Re: 2.0.34pre6

Doug Ledford (dledford@dialnet.net)
Sat, 04 Apr 1998 21:53:52 -0600


Alan Cox wrote:
>
> > What about Doug's aic7xxx patches? Last I heard 2.0.x aic7xxx driver was
> > "unfit for news server load". Not that I've had any troubles with it
> > recently mind you. Or are there "political" problems with aic7xxx-5.0.x in
> > the mainstream kernel?
>
> This has two patches Doug sent me that fix problems. There are no
> 'political' problems on versions. Doug makes the final decision on what
> goes in not me.

Well, there are still political issues, just not in Alan's mind. Evidently,
as far as Alan is concerned, I'm now maintaining that driver. However, the
official aic7xxx maintainer still is Daniel Eischen. If I'm maintaining the
driver in 2.0.33 up, it's because that role was somewhat usurped from Dan
Eischen, and so there are political issues at least in my own conscience.

Now, as to my decision not to ship the 5.0.x drivers to Alan. That was a
difficult decision to make. However, I finally decided not to do so based
on these issues:

1. The two patches I did ship Alan should fix all bugs I know of in the
2.0.33 aic7xxx driver. Specifically, they fix things like the RedHat
install disks causing the machine to reboot when you access the CD-ROM and
they fix a problem in the reset code where I forget two restore_flags();
calls before leaving the reset handler which would result in the machine
locking up if it happened to enter the DELAY or FAIL actions in the reset
handler (which is rare, but I saw a few posts about something of this
nature). With these fixed, that driver should be *very* stable.
Furthermore, it will have had the benefit of large amounts of testing.

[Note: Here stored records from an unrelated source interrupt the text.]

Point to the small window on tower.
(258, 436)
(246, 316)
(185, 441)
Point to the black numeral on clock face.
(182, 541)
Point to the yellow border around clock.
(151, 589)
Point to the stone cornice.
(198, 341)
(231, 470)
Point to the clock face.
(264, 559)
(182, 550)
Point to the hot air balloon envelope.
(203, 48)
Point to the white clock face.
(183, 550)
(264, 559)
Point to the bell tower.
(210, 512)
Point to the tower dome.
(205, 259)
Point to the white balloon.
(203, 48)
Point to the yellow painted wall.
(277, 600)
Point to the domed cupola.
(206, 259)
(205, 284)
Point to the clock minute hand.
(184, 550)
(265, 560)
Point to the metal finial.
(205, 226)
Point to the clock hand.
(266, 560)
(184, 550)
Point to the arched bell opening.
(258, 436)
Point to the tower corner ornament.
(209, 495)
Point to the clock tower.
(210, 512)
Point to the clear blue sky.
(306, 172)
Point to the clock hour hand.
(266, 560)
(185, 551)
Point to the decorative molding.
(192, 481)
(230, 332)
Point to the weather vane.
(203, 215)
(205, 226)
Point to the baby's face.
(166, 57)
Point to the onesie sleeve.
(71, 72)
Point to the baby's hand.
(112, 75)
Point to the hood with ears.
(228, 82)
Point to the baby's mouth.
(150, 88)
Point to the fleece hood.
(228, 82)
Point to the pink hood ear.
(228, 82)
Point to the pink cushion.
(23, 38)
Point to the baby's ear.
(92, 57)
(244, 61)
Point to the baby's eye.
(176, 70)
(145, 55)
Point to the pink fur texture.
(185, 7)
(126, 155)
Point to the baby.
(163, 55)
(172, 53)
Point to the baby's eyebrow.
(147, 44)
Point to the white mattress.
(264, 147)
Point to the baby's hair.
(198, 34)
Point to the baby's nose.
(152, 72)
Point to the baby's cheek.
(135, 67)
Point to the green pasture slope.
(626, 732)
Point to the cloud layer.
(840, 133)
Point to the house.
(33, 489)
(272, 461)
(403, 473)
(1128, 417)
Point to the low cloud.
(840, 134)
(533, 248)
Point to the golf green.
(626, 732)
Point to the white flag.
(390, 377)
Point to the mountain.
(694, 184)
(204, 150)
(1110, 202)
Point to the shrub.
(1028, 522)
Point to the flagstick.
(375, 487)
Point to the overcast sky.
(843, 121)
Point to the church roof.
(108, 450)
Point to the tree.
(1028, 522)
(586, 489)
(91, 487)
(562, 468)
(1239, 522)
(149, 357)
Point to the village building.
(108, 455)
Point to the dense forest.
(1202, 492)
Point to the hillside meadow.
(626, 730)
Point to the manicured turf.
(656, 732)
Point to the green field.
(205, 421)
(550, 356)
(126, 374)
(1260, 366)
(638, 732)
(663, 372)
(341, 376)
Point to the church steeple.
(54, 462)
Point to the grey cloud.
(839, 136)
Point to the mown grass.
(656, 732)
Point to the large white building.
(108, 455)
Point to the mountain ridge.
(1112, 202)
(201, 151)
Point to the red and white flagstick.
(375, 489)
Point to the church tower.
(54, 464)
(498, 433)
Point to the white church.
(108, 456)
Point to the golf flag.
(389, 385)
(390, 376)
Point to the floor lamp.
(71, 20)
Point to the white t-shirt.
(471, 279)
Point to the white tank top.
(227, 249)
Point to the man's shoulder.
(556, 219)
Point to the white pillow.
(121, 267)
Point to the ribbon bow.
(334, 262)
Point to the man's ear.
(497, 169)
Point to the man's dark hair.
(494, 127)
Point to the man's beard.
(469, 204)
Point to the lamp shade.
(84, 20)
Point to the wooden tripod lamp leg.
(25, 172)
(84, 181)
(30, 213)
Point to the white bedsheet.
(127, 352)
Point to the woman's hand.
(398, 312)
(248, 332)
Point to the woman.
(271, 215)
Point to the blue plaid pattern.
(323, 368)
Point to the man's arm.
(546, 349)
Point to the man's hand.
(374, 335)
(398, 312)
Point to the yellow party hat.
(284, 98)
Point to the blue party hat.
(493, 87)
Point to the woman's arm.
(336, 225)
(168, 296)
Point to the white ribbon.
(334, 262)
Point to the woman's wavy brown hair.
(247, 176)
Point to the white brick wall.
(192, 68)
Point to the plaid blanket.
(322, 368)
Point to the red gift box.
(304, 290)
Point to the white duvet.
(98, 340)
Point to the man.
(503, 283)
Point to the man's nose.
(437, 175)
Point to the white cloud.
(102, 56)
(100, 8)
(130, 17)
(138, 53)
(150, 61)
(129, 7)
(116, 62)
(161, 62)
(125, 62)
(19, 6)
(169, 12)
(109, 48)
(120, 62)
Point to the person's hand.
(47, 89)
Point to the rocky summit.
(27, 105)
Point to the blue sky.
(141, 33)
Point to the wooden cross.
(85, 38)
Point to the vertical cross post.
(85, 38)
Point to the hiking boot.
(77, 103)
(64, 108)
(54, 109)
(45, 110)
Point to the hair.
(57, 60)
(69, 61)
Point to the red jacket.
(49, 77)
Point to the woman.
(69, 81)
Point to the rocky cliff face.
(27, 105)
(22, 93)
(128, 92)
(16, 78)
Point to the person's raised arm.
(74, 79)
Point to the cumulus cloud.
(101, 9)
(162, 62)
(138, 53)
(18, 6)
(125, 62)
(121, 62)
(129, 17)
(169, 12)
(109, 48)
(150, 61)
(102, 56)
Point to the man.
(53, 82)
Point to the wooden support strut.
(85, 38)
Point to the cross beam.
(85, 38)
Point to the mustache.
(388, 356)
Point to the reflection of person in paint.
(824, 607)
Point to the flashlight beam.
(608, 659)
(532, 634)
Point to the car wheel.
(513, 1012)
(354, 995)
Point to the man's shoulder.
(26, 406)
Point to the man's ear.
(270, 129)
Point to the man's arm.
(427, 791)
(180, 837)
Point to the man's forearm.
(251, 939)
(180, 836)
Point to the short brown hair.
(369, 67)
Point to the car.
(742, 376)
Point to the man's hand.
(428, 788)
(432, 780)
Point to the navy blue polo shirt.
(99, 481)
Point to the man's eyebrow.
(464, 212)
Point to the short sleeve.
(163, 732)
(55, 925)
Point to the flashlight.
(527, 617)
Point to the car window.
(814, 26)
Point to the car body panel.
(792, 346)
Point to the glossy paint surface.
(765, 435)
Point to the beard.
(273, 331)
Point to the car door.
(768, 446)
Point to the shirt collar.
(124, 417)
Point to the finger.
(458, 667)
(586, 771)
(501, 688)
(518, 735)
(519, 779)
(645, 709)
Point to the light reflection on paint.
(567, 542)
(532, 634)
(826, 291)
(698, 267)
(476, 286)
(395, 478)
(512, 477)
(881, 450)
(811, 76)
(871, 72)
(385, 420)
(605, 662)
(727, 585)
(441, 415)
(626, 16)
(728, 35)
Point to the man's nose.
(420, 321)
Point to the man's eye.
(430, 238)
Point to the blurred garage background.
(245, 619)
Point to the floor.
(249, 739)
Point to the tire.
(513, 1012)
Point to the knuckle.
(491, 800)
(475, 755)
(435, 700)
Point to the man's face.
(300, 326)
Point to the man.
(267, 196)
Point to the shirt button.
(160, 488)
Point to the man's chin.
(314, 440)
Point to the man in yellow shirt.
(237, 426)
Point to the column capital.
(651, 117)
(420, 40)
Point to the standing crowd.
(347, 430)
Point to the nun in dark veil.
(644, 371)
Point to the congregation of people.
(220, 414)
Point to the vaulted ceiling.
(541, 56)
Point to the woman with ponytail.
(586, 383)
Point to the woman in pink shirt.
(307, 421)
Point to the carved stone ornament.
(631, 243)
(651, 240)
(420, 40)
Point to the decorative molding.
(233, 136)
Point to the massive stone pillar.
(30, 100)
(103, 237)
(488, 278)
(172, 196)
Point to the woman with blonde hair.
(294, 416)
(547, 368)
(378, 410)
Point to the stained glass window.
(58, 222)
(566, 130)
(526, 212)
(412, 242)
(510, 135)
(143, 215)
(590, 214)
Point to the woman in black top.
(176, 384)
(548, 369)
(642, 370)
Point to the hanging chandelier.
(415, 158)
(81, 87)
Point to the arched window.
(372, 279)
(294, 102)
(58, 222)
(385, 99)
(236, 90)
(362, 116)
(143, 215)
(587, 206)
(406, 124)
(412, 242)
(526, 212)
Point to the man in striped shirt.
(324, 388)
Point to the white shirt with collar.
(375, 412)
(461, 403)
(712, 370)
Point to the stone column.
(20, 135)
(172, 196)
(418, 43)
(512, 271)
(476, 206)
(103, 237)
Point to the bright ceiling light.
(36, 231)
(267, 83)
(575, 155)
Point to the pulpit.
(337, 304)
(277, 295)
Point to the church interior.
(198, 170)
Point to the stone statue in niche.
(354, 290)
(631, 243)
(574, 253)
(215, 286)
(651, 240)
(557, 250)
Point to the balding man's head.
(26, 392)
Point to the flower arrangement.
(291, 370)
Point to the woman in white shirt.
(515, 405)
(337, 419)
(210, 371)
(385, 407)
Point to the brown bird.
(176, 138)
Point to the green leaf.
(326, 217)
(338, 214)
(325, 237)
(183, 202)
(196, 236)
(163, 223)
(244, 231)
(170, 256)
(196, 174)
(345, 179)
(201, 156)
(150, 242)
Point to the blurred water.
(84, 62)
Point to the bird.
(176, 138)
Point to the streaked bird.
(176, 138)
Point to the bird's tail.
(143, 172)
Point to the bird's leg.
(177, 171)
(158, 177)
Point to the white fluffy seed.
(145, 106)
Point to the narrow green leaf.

2. The 5.0.x drivers are still in a state of flux as I'm working out the
few remaining bugs. The 5.0.7 driver is pretty stable, but the reset code
is relatively untested in that version and there are a few known bugs in
that code. My current working set for 5.0.11 has all of that fixed, plus a
few things that should solve some other problems, but it isn't even released
yet as I'm tracking why the system likes to lock up under heavy load on
2.1.9x SMP systems (although I think this may not be driver related and
instead is kernel related, possibly in scsi.c). On 2.0.33, the current
5.0.11 sources appear to be as stable as anything else and fix the known
problems in 5.0.7.

So, I know of several people that were very much wanting the 5.0.x code in
the 2.0.34 kernel for various reasons. So, I've got a plan. Something that
should make them happy and at the same time make myself feel comfortable. I
didn't want to ship this to Alan because it would add an extra 100K or so to
the linux tarball (and about 100K to the patch itself), but my plan is
this. I'm going to add the 5.0.x drivers to the 2.0.34 kernel as a patch
that basically creates two separate modules. One with the standard 4.1.1
driver that's in the kernel already, and one with a 5.0.x driver. They can
both be compiled as modules, although only one can be loaded at a time.
Only one may be in the kernel itself. By doing this, I'm hoping people will
be able to use either the "tried and true" 4.1.1 code that's in the kernel
now (with my fixes), or the more experimental 5.0.x code, at their choice.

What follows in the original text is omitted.